La journée qui s'ouvre s'organise autour de quatre thèmes principaux qui déclinent le concept de réussite et, sur la base d'expériences réalisées, mettent en évidence les éléments déterminants pour la réussite des élèves.

La réussite ¿

· dans les apprentissages

· dans le pilotage des établissements

· dans l'organisation de la vie en collectivité;

· dans les relations avec les partenaires , les parents d'abord avec lesquels l'école doit entretenir une relation de co-éducation, mais aussi les collectivités territoriales et les associations.

L'Ecole doit conduire les élèves à apprendre pour savoir. Sans doute faudrait-il dire : à la joie d'apprendre pour le bonheur de savoir. Or, accéder à la connaissance par les apprentissages est un parcours trop souvent jalonné d'obstacles. Il faut au maître du talent, du métier, de l'imagination, de la générosité pour faire reconnaître le plaisir de l'effort, susciter l'appétence, donner du sens.

On sait aussi que la mise en oeuvre des apprentissages ne peut bien se faire dans une " maison " en désordre, où il n'y a ni organisateur ni animateur. La sérénité, l'harmonie dans le fonctionnement de la communauté scolaire placent les élèves dans les dispositions les plus propices. Travailler avec un pilotage sûr et efficace est pour l'enseignant, comme chacun en convient, garant de l'exercice de son métier. Sur ce plan aussi, il s'agit de mettre en évidence les critères et conditions de réussite.

Au niveau du ministère, une campagne pour le respect à l'Ecole a été lancée. Un Comité de Lutte contre la violence a été mis en place. La maîtrise de l'oral à l'école maternelle et élémentaire a été développée. Une impulsion décisive a été donnée aux grands chantiers du développement des enseignements artistiques, de l'enseignement des langues, de l'attention à l'environnement sous tous ses aspects : autant d'initiatives dans le sens de l'ouverture, d'une intelligence accrue du monde et des êtres, qui convergent avec les préoccupations mises en évidence ici.

Enfin, l'Ecole ne peut constituer un univers clos, étanche aux réalités contemporaines. Une autre condition de réussite est la suite positive que les parents sauront donner à l'invitation qui leur est faite de mieux connaître et comprendre les démarches de formation et d'éducation de l'Ecole, et de s'y s'impliquer.

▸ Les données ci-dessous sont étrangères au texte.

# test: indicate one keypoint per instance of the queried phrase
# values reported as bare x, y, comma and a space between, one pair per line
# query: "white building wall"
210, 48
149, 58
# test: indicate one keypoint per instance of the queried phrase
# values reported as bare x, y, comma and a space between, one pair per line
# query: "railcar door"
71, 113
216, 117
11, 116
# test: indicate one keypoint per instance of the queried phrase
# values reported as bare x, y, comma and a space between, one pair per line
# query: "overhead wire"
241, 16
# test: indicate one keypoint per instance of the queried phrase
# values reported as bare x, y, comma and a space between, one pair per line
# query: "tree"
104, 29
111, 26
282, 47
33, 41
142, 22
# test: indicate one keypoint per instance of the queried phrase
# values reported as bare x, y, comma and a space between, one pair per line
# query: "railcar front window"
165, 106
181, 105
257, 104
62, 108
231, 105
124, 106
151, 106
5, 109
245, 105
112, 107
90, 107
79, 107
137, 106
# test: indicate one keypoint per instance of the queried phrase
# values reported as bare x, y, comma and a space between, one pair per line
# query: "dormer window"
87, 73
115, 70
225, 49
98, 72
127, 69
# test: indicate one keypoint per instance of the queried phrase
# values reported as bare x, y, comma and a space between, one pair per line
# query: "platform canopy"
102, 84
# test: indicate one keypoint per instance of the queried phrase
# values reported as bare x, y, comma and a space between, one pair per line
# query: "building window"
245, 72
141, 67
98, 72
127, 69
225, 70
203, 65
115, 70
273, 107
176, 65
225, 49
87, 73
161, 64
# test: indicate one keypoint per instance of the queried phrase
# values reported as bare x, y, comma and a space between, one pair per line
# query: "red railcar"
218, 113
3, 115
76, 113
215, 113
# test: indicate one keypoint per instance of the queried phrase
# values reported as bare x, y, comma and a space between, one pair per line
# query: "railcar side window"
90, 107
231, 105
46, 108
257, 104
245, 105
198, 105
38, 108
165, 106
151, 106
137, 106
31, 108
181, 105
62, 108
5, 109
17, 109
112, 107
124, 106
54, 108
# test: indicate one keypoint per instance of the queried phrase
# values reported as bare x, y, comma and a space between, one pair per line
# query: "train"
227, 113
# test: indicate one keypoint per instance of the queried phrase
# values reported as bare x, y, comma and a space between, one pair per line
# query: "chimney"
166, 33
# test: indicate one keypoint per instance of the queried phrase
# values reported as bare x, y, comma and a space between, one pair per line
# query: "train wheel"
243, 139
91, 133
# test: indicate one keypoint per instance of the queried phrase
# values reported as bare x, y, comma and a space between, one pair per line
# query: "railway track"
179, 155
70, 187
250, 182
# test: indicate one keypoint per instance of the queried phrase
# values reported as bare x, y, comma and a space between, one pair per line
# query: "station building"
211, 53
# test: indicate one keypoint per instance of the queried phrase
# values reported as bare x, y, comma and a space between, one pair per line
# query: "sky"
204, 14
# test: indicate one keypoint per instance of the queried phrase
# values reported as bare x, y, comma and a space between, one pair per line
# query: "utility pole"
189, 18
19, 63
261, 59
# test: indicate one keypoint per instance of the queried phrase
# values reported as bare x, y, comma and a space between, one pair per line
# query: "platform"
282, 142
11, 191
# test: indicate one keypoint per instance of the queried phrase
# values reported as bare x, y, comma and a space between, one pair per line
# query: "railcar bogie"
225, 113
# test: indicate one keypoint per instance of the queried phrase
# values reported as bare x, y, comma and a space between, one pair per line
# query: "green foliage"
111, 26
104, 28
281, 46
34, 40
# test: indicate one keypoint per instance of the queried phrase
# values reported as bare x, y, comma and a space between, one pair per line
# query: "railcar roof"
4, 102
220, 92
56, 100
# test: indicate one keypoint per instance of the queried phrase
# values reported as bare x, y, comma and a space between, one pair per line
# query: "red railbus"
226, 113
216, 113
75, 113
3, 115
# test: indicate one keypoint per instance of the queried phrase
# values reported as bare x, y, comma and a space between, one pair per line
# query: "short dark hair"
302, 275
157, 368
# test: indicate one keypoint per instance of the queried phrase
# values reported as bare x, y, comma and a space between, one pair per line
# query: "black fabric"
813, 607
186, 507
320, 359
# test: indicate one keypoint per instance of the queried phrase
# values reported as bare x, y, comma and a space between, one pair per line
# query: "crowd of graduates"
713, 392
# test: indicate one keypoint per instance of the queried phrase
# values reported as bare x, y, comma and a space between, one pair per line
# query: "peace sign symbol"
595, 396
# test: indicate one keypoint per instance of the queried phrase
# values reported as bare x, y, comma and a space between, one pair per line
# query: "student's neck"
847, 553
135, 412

Un travail à partir d'exemples dont le choix est forcément un peu arbitraire

Diverses actions seront donc présentées ce jour, à titre d'exemples de ce qu'il est possible de faire.

Elles sont en nombre limité au regard du foisonnement de possibilités qui ont pu être recueillies dans des délais pourtant très courts. Des choix difficiles ont dû être faits tant les productions de qualité étaient nombreuses.

Que ceux qui n'ont pas eu la chance d'être retenus pour s'exprimer comme ils l'auraient souhaité sachent que leur travail est néanmoins reconnu. Il sera présenté dans les Actes ultérieurement publiés, ainsi que sur le site du Conseil National de l'Innovation pour la Réussite Scolaire

S'ils sont présents, ils pourront bien entendu s'exprimer au cours de cette rencontre qui est à la fois une occasion de montrer ce qui est réalisé et une opportunité de réfléchir ensemble aux éléments de réponse à proposer à ceux qui s'interrogent, parfois avec anxiété, sur la manière de faire réussir leurs élèves.

Nos partenaires - parents, associations, collectivités - ont aussi apporté une contribution large à ces réussites de l'école ; qu'ils en soient chaleureusement remerciés.


Conclusion : les conditions d'un travail fructueux pour l'avenir


L'organisation de cette Journée des Réussites de l'Ecole est le fruit d'une collaboration fructueuse entre le Conseil National de l'Innovation pour la Réussite Scolaire, la Direction de l'Enseignement Scolaire, la Direction de la Technologie, l'Institut National de Recherche Pédagogique, l'Inspection Générale, avec les relais institutionnels des académies et un investissement remarquable des personnels les plus dynamiques de notre institution.

Il est donc essentiel qu'elle soit utile à tous ; qu'elle renforce enthousiasmes et convictions; mais aussi qu'elle illustre et consolide les orientations d'une politique éducative dont l'horizon ne peut être que l'épanouissement de chacun au service du bien commun. Formulons le voeu que chacun reparte lesté d'une moisson d'idées nouvelles, avec la certitude que leur mise en oeuvre est possible, réaliste et réalisable.